3. On the matter of life competence: Bravo to “Social Q’s” advice columnist Phillip Gallanes for the exactly right response to “Katy.” who wrote,
“My brother gave my 24-year-old son a gift certificate for a suit at a men’s shop. It didn’t specify an amount; it just said “one suit.” The salesman had my son try on several and helped him pick one. After it was pinned for alteration, my son went to the register and was asked to sign a receipt. He saw that the suit cost four times the amount of the certificate! He was embarrassed, so he signed the receipt and left. Now he’s received a bill for the remainder. I can afford to pay it. But should I mention this to my brother or the store owner? This feels like a con job to me”.
Gallanes answered in part,
Funny, this seems like a man-child problem to me. …Twenty-four is not 10!…I totally sympathize with your son’s embarrassment in that moment. It’s awful to be surprised at the register. But to just sign the bill and walk out? No! Part of being an adult is applying the brakes before transactions go off the rails. Next time, make sure he knows to say: “Whoa! Let’s find a suit in my price range, please.”
Bingo.
4. Civil rights protections should be legally mandated for LGBTQ Americans, BUT...as long as they signal that they will use such a law to infringe on other Americans’ legitimate liberty, such a law will never be passed. The House, by a vote of 236-173, passed sweeping legislation last week that would prohibit discrimination on the basis of sexual orientation and gender identity. The Times report says that the bill will die in the Senate, and then shows why with statements like,
Since taking office, President Trump’s administration has enacted a sweeping deconstruction of policies and rules intended to protect gay and transgender individuals. In 2017, the Justice Department sided with a cake shop owner who refused to make a wedding cake for a same-sex couple, filing legal briefs arguing that a landmark 1964 civil rights law did not ban discrimination on the basis of sexual orientation. Jeff Sessions, then the attorney general, also rescinded guidance for schools that was intended to protect transgender students in bathrooms and locker rooms.
Nah, there’s no mainstream media bias! Those are examples of “sweeping deconstruction”? A baker who had stated up front that he would sell any kind of cake to a same-sex couple, but not a “gay wedding cake,” which was arguably an artistic product, in a protest upheld by the Supreme Court? The administration’s decision that merely identifying as a particular gender despite the biological markers of the other gender should not give free access to the imagined gender’s locker rooms and bathrooms? These may be debatable, but are hardly examples of pernicious discrimination. The legislation, which amends the Civil Rights Act of 1964, would almost certainly require that competitors who were born male could compete in women’s sports, to name one current and obvious problem House Democrats chose to ignore.

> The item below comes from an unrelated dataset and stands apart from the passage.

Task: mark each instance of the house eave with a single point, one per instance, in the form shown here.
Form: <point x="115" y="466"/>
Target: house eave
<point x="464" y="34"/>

Like so much the House Democrats are doing these days, the bill appears to be more pre-election grandstanding than serious law-making.
5. And on the Yellow Brick Road...”Rocketman,” the new biopic about Elton John, features actor Taron Egerton in the lead role. He is straight, Elton, as we all know, isn’t. Naturally, the LGBTQ Mafia is up in arms, because, you know, gay rights. They would love such casting to be illegal. Sir Elton, 72, has no patience for this, and has called the criticism “bullshit,” which, in truth, it is. He is also looking out for gay actors, though the critics are too dim to comprehend why. A strict rule declaring that actors and actresses could only play characters who match their own sexual orientation would be a bonanza for the straight minority that make up the male acting pool. Most characters in films are and will remain, heterosexual, not bi-, not gay, not trans. Most professional actors and models–I would estimate 60-70%, maybe more–are gay.
The “Rocketman” can do the math, even if the critics can’t.